How to describe Shanti? If she were a drink, she’d be homemade kombucha. If she were food, she’d be an activated almond harvested by moonlight and exchanged for a reiki session from a dear friend. If she were an item of clothing she would be a unique garment comprising a kaftan with built-in yoga pants.
Shanti has a lot of interests, and loves to talk. Last week she chose to wax lyrical on a familiar subject, The Dangers of the Modern World. Among the things Shanti knows are killing us are:
- hair dye
- microwaves
- anything non-organic
- Apple watches
- the internet.
She’s a loving being, Shanti, and she really does want to protect me from these evils. She’s been known to go through the refrigerator in my house, uninvited, and discard anything that doesn’t meet her standards. “They are really hurting you, Ro,” she’ll tell me, citing her favorite evidence for the damage I’m doing to myself. Looking at me gravely, she likes to intone ominously: “There are a lot of studies out there.”
If Shanti were an animal, she’d be a llama.
But you know, I have to confess that even when she’s throwing out perfectly good food while I sit quietly and fume (it goes worse if you argue), there’s something deeply caring about my daffy masseuse.
She was the first American to sincerely and unironically welcome me into the world of self-care. “Learn to receeeeive, Ro,” she would croon, week after week, as she rubbed the kinks out of my bad shoulder. And I realized how foreign that idea was to to me.
Self-care is something that Californians take very seriously, and none more than Shanti. “Girl, you need to dedicate time every day to yourself,” she says, adding with another familiar unironic Californian pop-psych flourish, “Time to escape your worries and your codependency.”
Keep rubbing me, I would think in the early days, and I won’t even snort at this.
See, where I come from, it sometimes feels that the very word “self” is borderline taboo, unless you’re using it in deprecation of some kind. Case in point: not long after I came to live in California, I was on the phone with a friend, and described a plan to spend a couple of days with friends doing some navel-gazing.
“I don’t know,” she said. “Sounds kind of self-indulgent.”

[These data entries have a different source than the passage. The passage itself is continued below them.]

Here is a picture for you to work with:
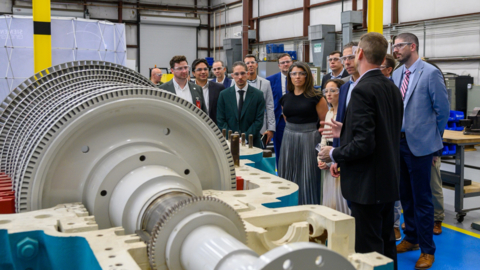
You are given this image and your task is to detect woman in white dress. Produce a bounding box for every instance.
[318,79,350,215]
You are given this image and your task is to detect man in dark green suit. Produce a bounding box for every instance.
[217,61,265,148]
[159,55,207,113]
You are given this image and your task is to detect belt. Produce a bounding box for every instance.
[326,141,333,146]
[401,132,406,139]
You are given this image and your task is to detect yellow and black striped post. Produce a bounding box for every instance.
[33,0,52,73]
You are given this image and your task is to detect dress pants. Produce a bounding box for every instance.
[393,201,402,228]
[431,157,445,222]
[350,201,397,270]
[399,138,436,255]
[273,117,285,167]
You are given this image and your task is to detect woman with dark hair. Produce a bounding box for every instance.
[318,79,350,214]
[278,61,329,205]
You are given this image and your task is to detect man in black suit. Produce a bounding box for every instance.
[318,32,403,269]
[191,58,225,124]
[320,50,349,89]
[159,55,207,113]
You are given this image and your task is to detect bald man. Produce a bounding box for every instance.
[150,68,163,87]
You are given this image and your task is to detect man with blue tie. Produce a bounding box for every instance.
[393,33,449,270]
[332,42,358,149]
[212,60,233,88]
[266,53,293,166]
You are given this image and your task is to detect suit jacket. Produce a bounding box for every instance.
[249,76,275,134]
[321,69,349,89]
[217,85,265,148]
[206,81,226,124]
[392,60,449,156]
[266,72,285,125]
[212,76,233,89]
[159,79,208,113]
[333,80,353,148]
[332,70,403,205]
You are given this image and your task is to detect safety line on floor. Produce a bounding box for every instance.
[442,223,480,239]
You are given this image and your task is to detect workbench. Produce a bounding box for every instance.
[441,130,480,222]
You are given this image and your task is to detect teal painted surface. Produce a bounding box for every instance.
[375,262,394,270]
[262,191,299,208]
[0,230,102,270]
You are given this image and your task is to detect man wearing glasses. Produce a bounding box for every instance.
[320,51,349,90]
[212,60,234,88]
[159,55,207,113]
[244,54,275,147]
[150,68,163,87]
[191,58,226,124]
[332,42,359,149]
[217,61,265,148]
[392,33,449,269]
[267,53,293,165]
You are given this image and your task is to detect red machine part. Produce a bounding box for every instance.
[0,173,15,214]
[236,176,244,191]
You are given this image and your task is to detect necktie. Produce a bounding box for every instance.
[400,70,411,100]
[238,90,245,119]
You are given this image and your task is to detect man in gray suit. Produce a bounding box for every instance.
[392,33,449,269]
[159,55,207,113]
[244,54,275,146]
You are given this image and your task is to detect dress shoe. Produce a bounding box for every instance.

Part of me completely agreed. There’s an instinctive cultural resistance in me that has trouble finding the line between self-care and self-indulgence, but California has been helping me learn to relax… and receive.
They say America is the culmination of individualism, and at least on this coast, taking care of yourself is a serious business. Shanti knows it. Shanti’s so into self-care that if she were a scented candle, she’d be Ylang-Ylang and bergamot. Seriously.
So yeah, I’m learning to bask a little in California’s self-care. It lets you have a massage every week. And to forgive yourself for wanting one.
Shanti tells me to receive, and I let my body melt into her strong and earnest hands. I no longer snort when she tells me that the CIA is tracking me on my smartphone. I let her care for me, and in doing so I care for myself.
As she rubs me and my shoulder finally begins to let go, it occurs to me that if Shanti were a chakra, she’d be the heart.
Questions for Americans: Is California really that far out? Or was my aunt just caught up in just those crazy ’80s in Santa Barbara?